Weather and UV rays are often an important factor in the transmission of infectious diseases. Transmission of the flu, for example, is often correlated with cold temperatures and dry air. One study found that in northern Europe, low temperature and low UV indexes coincided with peaks of the flu virus in the period between 2010 and 2018.
“We know that respiratory viruses are quite seasonal. Coronaviruses are also respiratory viruses, and we had hope and anticipation it would be, too,” said William Schaffner, an infectious disease professor at Vanderbilt University in Nashville, Tennessee. But, he said, not all coronaviruses show strong seasonal variation, and it’s not clear that this one will.
Scientists continue to research the new coronavirus, and the pathogen has circulated in parts of the world with high, humid temperatures. Singapore is experiencing a surge of cases despite hot, humid weather. And in the developed world, many people spend much of their time indoors in controlled, cooler, drier environments without direct sunlight.

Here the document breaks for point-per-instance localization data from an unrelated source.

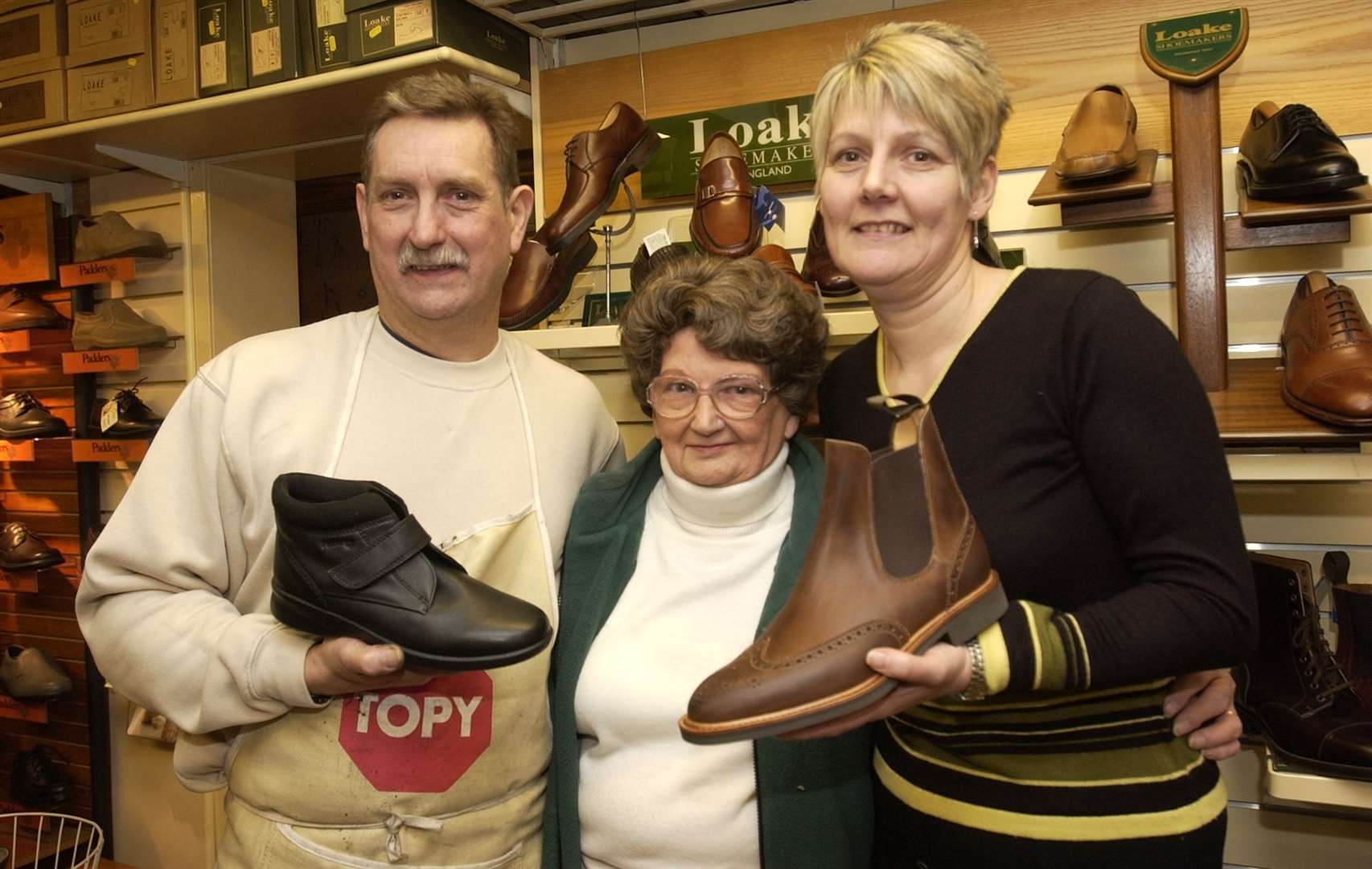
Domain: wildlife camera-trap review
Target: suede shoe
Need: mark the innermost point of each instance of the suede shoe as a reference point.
(32, 674)
(21, 550)
(538, 283)
(597, 161)
(36, 781)
(723, 221)
(23, 416)
(109, 235)
(896, 560)
(21, 312)
(1290, 153)
(351, 560)
(1327, 352)
(114, 324)
(128, 419)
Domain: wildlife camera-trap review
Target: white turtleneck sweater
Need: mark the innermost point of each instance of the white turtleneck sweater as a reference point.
(705, 562)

Anthony Fauci, the National Institutes of Health scientist on the White House task force, said in an April 9 television interview that, “one should not assume that we are going to be rescued by a change in the weather. You must assume that the virus will continue to do its thing.”
Studies of other coronaviruses have suggested that certain types of UV light may act as a sort of disinfectant. Sunlight contains three types of ultraviolet light, and one of them, UVC is often used to sterilize medical equipment. In China and Italy, robots that disinfect using UVC light have reportedly been deployed in hospitals.
Some studies, however, have suggested the opposite. One recent study of cities in Southern China, for example, found that heat and UV rays seemed to have no impact on the virus.
Christina Prignano and Travis Andersen of the Globe staff contributed to this report.